Doğukan Nelik

Personal information
- Date of birth: 5 December 2000 (age 25)
- Place of birth: Manisa, Turkey
- Height: 1.82 m (6 ft 0 in)
- Position: Centre-back

Team information
- Current team: Aliağa FK
- Number: 23

Senior career*
- Years: Team / Apps / (Gls)
- 2018–2021: Akhisarspor / 24 / (1)
- 2021–2023: Antalyaspor / 0 / (0)
- 2022–2023: → Nazilli Belediyespor (loan) / 24 / (1)
- 2023–: Aliağa FK / 3 / (0)

= Doğukan Nelik =

Turkish footballer (born 2000)

Doğukan Nelik (born 5 December 2000) is a Turkish professional footballer who plays as a centre-back for TFF Third League club Aliağa FK.

==Career==
Nelik is a youth product of Akhisarspor, and made his professional debut with them in a 0–0 Süper Lig tie with Konyaspor on 25 May 2019.

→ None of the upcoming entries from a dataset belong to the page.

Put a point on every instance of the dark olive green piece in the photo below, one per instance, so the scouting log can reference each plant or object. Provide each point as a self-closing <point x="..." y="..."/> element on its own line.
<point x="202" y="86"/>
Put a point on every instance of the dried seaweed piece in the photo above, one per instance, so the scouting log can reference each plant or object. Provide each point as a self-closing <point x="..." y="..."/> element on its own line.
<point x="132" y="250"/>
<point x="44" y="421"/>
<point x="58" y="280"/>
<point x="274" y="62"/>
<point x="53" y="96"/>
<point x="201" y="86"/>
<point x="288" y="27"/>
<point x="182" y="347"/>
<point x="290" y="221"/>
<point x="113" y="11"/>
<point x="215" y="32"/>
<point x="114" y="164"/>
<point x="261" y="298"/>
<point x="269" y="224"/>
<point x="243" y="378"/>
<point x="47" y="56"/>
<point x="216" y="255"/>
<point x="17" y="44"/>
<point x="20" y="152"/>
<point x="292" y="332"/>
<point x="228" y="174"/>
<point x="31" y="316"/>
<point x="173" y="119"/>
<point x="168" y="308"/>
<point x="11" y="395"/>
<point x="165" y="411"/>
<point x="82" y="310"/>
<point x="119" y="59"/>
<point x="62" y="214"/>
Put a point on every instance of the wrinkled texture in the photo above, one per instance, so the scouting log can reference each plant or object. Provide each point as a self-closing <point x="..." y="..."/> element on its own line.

In June 2021, Nelik signed a five-year contract with Antalyaspor, but shortly after ruptured his anterior cruciate ligament during practice, keeping him away from the pitch for 6–8 months. He was sent on a one-season loan to third-tier TFF Second League club Nazilli Belediyespor in August 2022.